Re: Encountered kernel bug#72811. Advice on recovery?

[Date Prev][Date Next][Thread Prev][Thread Next][Date Index][Thread Index]

 



Summary: 22x device raid6 (data and metadata). One device vanished,
and the volume is rw,degraded mounted with writes happening; next time
it's mounted the formerly missing device is not missing so it's a
normal mount, and writes are happening. Then later, the filesystem
goes read only. Now there are problems, what are the escape routes?



OK the Autopsy Report:

> In my case, I had rebooted my system and one of the drives on my main
> array did not come up. I was able to mount in degraded mode. I needed
> to re-boot the following day. This time, all the drives in the array
> came up. Several hours later, the array went into read only mode.
> That's when I discovered the odd device out had been re-added without
> any kind of error message or notice.

The instant Btrfs complains about something, you cannot make
assumptions, and you have to fix it.
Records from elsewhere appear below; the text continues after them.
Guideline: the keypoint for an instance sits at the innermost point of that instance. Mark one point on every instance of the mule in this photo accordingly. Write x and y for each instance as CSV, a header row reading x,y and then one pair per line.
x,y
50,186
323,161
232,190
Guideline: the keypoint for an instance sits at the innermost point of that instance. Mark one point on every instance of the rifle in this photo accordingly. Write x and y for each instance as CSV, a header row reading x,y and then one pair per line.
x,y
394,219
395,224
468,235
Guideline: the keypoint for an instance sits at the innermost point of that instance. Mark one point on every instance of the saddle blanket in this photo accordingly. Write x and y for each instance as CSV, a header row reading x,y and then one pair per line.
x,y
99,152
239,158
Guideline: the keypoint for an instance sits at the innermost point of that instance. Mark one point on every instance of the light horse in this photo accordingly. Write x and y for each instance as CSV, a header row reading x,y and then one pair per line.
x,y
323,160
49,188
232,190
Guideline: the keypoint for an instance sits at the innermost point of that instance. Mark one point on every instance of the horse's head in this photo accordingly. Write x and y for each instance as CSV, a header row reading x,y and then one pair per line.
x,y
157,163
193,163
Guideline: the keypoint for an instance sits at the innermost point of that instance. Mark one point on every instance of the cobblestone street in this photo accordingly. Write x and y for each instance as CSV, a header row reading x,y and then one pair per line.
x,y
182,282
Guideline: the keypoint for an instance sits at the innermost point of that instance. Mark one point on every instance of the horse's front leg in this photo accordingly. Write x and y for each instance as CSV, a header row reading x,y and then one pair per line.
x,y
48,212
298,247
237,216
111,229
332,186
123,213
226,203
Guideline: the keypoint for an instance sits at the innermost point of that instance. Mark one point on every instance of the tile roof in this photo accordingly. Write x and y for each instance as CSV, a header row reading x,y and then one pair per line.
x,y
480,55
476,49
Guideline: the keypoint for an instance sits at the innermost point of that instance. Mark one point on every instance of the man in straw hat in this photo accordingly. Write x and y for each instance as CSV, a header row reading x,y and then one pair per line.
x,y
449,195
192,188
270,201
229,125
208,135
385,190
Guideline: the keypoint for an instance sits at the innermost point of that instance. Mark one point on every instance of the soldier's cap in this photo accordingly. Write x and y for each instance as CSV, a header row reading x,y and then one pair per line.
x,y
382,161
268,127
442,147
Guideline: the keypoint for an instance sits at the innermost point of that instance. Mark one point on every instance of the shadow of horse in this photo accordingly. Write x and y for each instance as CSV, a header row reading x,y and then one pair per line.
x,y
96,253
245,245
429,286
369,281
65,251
You can't turn your back on it.
It's an angry goose with an egg nearby. And if you turn your back on
it, it'll beat your ass down. But because this is raid6, you thought
it's OK, it's a reliable predictable mule. And you made a lot of
assumptions that are totally reasonable because it's called raid6,
except that those assumptions are all wrong because Btrfs is not like
anything else, and it's raid doesn't work like anything else.



1. The first mount attempt fails. OK why? On Btrfs you must find out
why normal mount failed, because you don't want to use degraded mode
unless absolutely necessary. But you didn't troubleshoot it.

2. The second mount attempt with degraded works. This mode exists for
one reason, you are ready right now to add a new device and delete the
missing one. Other raid56's you can wait and just hope another drive
doesn't die. Not Btrfs. You might get one chance with rw,degraded to
do a device replacement and you have to make 'dev add' and 'dev del
missing' the top priority before writing anything else to the volume.
So if you're not ready to do this, the default first action is
ro,degraded. You can get data off the volume but not change it and
lose your chance to use degraded,rw which has a decent chance of being
a one time event. But you didn't do this, you assumed Btrfs raid56 is
OK to use rw,degraded like any other raid.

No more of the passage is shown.